A teddy bear named Darfur

Sigh of relief on behalf of Mrs Gibbons as she returns to the UK relatively unharmed. If I may put the tin foil hat on for a second, I’d suggest that there was a brief moratorium of criticism of the Sudanese government by the British press during negotiations for Mrs Gibbon’s safety and release. Now that she’s back, the gloves can come back off, and we can remind ourselves just how bad things are in Darfur1. As accusations fly about whose fault it was that the teddy bear affair was blown out of proportion, we should take stock of the potentially positive developments. The spotlight has been turned once again to the lack of cooperation of the government in Sudan for a peacekeeper presence. Ten days before the teddy bear affair surfaced, the UN was making pessimistic noises about the feasibility of the joint African Union (AU)UN peacekeeping force being demanded by the governors of Sudan. And as is often said, fresh fighting has broken out in Chad2.

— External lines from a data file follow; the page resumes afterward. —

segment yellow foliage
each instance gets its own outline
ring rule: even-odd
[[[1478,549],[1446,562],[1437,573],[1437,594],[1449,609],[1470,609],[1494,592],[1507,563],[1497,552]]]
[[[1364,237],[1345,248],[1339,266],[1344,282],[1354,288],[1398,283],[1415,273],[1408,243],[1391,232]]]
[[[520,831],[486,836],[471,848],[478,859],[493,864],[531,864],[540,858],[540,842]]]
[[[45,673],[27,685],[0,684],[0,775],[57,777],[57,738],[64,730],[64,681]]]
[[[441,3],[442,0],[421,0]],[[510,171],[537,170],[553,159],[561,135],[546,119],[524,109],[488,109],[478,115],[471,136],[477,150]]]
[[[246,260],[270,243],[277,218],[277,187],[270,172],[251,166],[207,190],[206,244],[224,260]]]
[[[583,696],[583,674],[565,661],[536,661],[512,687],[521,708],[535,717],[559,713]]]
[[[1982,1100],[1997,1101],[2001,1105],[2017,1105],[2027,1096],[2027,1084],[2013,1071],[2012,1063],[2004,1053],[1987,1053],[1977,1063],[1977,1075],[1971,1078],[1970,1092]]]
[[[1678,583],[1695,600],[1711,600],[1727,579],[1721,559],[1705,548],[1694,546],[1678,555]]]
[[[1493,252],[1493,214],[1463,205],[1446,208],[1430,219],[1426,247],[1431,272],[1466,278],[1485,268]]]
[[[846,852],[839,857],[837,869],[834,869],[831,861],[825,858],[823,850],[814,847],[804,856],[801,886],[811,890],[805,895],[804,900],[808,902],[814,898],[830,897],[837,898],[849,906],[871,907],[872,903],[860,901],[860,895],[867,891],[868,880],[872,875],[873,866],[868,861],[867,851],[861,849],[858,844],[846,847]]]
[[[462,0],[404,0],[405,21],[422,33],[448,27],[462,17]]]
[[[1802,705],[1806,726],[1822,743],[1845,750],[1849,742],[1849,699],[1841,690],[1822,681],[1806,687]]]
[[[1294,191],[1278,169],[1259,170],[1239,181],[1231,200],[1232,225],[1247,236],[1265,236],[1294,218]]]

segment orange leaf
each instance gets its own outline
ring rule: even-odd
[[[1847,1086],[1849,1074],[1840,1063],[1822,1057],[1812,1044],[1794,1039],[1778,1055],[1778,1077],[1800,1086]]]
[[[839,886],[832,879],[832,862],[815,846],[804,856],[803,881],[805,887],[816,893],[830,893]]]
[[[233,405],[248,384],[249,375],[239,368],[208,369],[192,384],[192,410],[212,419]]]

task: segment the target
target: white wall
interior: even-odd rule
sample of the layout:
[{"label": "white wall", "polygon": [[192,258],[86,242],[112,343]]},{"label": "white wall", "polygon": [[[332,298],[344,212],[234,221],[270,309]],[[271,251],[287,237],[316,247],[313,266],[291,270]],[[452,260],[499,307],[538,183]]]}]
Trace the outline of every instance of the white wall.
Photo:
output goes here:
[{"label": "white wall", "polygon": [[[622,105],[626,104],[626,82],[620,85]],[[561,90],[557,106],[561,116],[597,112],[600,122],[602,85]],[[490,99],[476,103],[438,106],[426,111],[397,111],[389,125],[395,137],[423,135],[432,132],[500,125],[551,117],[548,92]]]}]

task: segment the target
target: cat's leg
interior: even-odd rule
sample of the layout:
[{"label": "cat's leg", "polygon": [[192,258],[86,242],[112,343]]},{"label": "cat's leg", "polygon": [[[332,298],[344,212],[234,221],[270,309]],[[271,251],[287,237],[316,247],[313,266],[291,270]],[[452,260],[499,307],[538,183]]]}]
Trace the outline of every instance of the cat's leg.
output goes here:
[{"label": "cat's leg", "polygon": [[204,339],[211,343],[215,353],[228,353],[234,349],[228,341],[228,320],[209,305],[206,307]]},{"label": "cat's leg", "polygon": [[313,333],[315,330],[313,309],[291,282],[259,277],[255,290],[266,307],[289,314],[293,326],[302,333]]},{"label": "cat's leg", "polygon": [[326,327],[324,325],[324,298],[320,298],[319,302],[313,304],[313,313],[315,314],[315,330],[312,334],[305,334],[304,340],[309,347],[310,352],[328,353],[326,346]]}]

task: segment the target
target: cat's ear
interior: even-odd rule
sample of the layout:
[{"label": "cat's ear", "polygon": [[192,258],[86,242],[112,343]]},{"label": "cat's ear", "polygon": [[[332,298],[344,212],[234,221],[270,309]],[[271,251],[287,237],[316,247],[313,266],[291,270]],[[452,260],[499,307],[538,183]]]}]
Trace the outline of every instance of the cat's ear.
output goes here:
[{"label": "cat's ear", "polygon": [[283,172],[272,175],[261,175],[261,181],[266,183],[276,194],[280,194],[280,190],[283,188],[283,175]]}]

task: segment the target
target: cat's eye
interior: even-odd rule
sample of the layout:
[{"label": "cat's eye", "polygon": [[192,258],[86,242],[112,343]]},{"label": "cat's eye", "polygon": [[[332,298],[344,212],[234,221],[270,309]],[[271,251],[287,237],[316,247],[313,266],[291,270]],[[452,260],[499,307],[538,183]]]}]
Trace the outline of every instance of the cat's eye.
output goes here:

As with all these things, you’re left feeling numbed and helpless. Aside from getting all ones friends on Facebook crackshot lessons and heading over to the Darfur/Chad border, there’s SFA one person can do. Campaigns such as the Save Darfur and Fund4Darfur will not get the SLAs, Jems and janjaweeds to sit down at a table to negotiate a new ceasefire. And I even doubt their ability to get aid to Darfur if even large aid agencies like Oxfam are finding things tough. What will help is to put sufficient pressure on the Sudanese government to stop objecting to a minority of non-African UN peacekeepers so the AU-UN alliance can start to do their job. So that all the aid agencies can get in and do their jobs safely. In the meanwhile, time to cough up the money. Give it to whoever you want. I prefer Oxfam, MSF and the Red Cross, mainly because they’re already there. Those will also be going on the X-word wish list.

And please, let’s not involve the US government this time. They and their friends have done enough for world peace this decade already.

Update: If you’re wanting to get something back for your money apart from that warm glow, why not buy the Causes 1 CD and know that all proceeds will be off to MSF (Doctors Without Borders), Human Rights Watch and Oxfam America.

1 And Chad. Shouldn’t forget Chad, though not of the hanging variety.
2 Just out of curiosity, how fresh must the fighting be to be classified as such? Is it stale if it’s sat on the countertop for a week?